The Blue–Green Rivalry is the name of the rivalry between athletic teams from the University of California, Santa Barbara and California Polytechnic State University, the UC Santa Barbara Gauchos and the Cal Poly Mustangs. Athletic competition between the two schools began in the 1921 on the football field.
The rivalry is best known recently for its games between the UC Santa Barbara Gauchos men's soccer and Cal Poly Mustangs men's soccer teams and is called the "Greatest Rivalry In College Soccer".
The UCSB Gauchos and Cal Poly Mustangs met in their first collegiate athletic event on November 5, 1921. Santa Barbara State Teachers College, as UC Santa Barbara was known then, started a football team and played Cal Poly, with Poly coming out as 42–0 winners.
The rivalry heated up when both schools were members of the California Collegiate Athletic Association. The Gauchos joined the CCAA in 1939 and the Mustangs joined in 1945. The two would remain in-conference rival until the Gauchos departed in 1969 for the newly formed Pacific Coast Athletic Association.
The Pacific Coast Athletic Association would later become known as the Big West Conference. Cal Poly joined in 1996 and the two have been competing in-conference match ups since.
The two schools announced the formalization of the Blue–Green Rivalry in 2009 to highlight the athletic accomplishments, but also to promote environmental sustainability. October 2012 saw the schools increase promotions of the rivalry, including the addition of a new website.
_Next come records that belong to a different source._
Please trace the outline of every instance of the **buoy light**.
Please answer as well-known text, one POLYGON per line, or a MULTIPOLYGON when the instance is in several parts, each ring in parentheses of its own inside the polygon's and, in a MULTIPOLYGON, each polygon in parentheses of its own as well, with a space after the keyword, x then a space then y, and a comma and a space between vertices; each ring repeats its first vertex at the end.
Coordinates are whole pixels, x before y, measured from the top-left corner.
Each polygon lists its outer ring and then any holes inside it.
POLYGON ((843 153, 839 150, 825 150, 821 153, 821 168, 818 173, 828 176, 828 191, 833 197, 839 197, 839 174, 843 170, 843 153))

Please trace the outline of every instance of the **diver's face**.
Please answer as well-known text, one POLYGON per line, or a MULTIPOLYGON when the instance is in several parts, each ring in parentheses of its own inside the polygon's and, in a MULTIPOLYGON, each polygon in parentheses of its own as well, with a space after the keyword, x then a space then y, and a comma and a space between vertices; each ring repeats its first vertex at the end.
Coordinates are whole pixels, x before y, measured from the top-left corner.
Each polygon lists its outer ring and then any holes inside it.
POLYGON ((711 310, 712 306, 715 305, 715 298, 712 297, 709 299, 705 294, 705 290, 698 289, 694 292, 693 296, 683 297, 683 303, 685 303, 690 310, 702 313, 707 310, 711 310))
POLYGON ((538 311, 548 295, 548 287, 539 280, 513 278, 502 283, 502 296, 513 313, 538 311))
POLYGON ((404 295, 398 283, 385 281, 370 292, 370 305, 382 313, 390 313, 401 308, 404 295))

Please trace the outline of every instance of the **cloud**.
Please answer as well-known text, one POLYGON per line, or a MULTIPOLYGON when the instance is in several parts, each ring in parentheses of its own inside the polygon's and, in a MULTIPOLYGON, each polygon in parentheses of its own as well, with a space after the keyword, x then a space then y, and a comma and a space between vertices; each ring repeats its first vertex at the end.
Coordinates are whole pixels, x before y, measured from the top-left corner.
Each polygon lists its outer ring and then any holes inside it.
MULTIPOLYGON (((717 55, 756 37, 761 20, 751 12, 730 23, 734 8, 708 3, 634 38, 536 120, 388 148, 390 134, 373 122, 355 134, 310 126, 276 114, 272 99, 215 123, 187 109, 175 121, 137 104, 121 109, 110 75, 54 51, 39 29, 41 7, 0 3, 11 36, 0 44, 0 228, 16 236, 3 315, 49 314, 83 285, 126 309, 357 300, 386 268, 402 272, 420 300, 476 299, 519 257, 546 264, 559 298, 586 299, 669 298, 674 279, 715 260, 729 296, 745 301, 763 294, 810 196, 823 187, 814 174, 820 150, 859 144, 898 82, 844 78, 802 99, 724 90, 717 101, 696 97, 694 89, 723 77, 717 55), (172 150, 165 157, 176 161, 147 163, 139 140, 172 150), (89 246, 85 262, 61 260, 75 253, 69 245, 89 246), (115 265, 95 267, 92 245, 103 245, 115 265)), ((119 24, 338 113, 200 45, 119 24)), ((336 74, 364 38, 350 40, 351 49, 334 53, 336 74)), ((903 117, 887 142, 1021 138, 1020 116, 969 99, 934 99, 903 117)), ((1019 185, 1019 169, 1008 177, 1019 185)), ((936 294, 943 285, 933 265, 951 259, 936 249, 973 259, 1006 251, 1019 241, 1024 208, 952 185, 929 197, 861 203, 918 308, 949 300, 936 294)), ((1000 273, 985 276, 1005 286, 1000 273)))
The best known of the Blue–Green Rivalry games, Cal Poly and UCSB play each other twice a year in Big West Conference play. With both schools located on the Central Coast of California less than 100 miles apart, attendance has risen dramatically following the Gauchos' 2006 NCAA Division I Men's Soccer Championship. The crowds of these games are record-setting and are among the highest regular season games in NCAA college soccer history.